In the summer of 1881, American etchers Stephen Parrish and Charles Platt traveled through New Brunswick and Nova Scotia sketching the coastal and interior landscapes along the way. The two artists were captivated by the scenic Bay of Fundy and Annapolis Valley; Parrish created a number of preparatory sketches that later became the groundwork for a series of etchings of the Maritime provinces.

The Special Collections Department at the Killam Library holds fifty-eight preparatory drawings and thirteen etchings by Stephen Parrish and four etchings by Charles Platt.

Stephen Maxfield Parrish (1846-1938) was born in Philadelphia into a wealthy Quaker family. In 1867, at twenty-one years of age, he spent two months travelling through Europe and it was during these travels that he discovered his love for art. Although Parrish had been exposed to painting during his school years, his primary occupation was in the coal industry and later on he owned a stationary store. In 1869 he married Elizabeth Bancroft (1849-1926) and together they had a son, Frederick Maxfield Parrish (1870-1966).

After one of his paintings was accepted by the Pennsylvania Academy of Fine Arts in 1867, Parrish decided to become a full time artist. Parrish decided to try etching after reading Etching and Etchers by British art critic, P.G. Hamerton. He was elected to the New York Etching Club in 1880 and became a founding member of the Philadelphia Society of Etchers later that same year. In 1881, he joined the Royal Society of Painters and Etchers in London. During a nine month period spanning from 1879 to 1880, Parrish completed forty etchings of settings that he encountered while travelling around the north eastern United States. Over the next five years Parrish would travel to the Maritime provinces and also return to Europe in pursuit of more subjects for his etchings. His work was exhibited in New York, London, Philadelphia, Boston, Vienna, and Montreal.

After the death of his brother Joe in 1893, Parrish left his home in Philadelphia and moved to Cornish, New Hampshire. Shortly thereafter Parrish left his etchings behind and began focusing on his paintings, yet his change in media was cut short when he suffered a stroke in 1926 and was left unable to paint. He died on 15 May 1938.

Charles Adams Platt, the son of John Henry Platt and Mary Elizabeth Cheney Platt, was born in 1861 in Manhattan. Although best remembered today for his landscape and country house designs, he was also well-known for his etchings, landscape paintings, and commercial architecture.

Platt enrolled in the National Academy of Design to study art in 1878. While vacationing in Bolton Landing, New York in 1879, Platt met Stephen Parrish, a printmaker who introduced Platt to the technique of etching.

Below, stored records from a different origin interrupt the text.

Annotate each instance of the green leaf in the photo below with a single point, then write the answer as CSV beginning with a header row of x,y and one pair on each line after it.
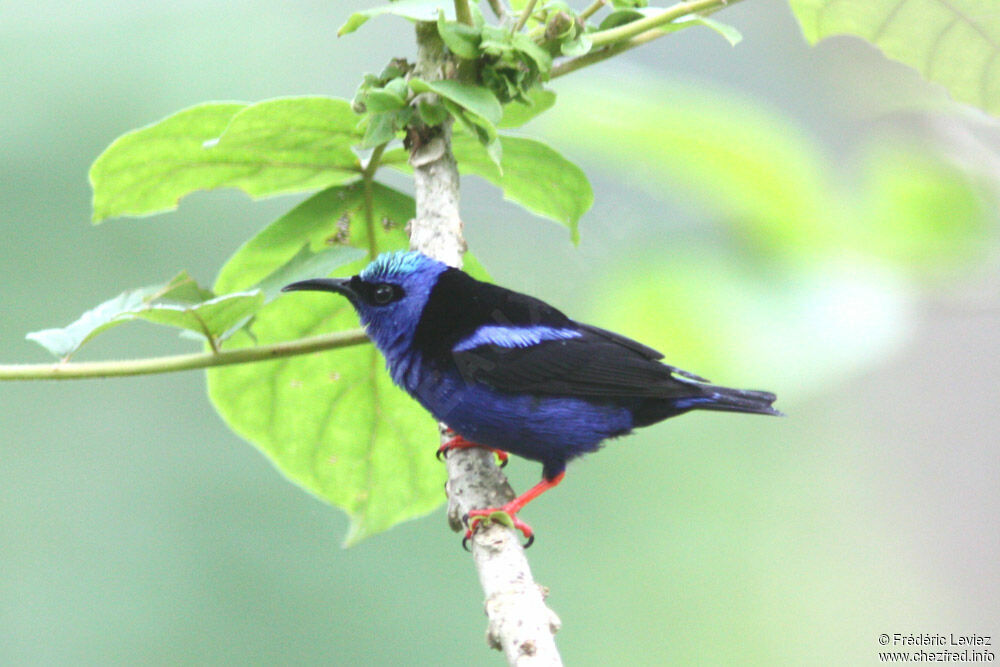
x,y
763,175
179,302
576,47
516,114
955,43
431,113
62,342
477,100
534,175
463,40
379,99
333,423
415,10
273,147
212,319
923,213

Informal lessons in etching continued the following summer when Platt vacationed with the Parrish family in Gloucester, Massachusetts. Platt was an avid student and developed his own distinct, flowing style.

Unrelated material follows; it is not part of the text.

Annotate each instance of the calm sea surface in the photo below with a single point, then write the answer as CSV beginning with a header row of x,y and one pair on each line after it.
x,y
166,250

In the late summer of 1881, Platt accompanied Parrish on his sketching tour of New Brunswick and Nova Scotia. He would produce at least three etchings based on the sketches he made during his trip. A year later, Platt travelled to Europe to study painting. During the 1880’s, he established himself as one of the foremost American printmakers and his etchings were particularly valued as book illustrations. He married Annie Corbin Hoe in 1886 but she died in childbirth in the spring of 1887, along with their newborn twin daughters. Grief-stricken, Platt recovered slowly, returning to his work by the summer of 1889 when he spent time at the Cornish Arts Colony in New Hampshire. After the collapse of the etching market in the early 1890’s, Platt turned his talents to architecture and had a very successful second career as an architect and garden designer. He married his second wife, Eleanor Hardy Bunker, in 1893 and they had five children. Charles Adams Platt died in Cornish, New Hampshire in 1933.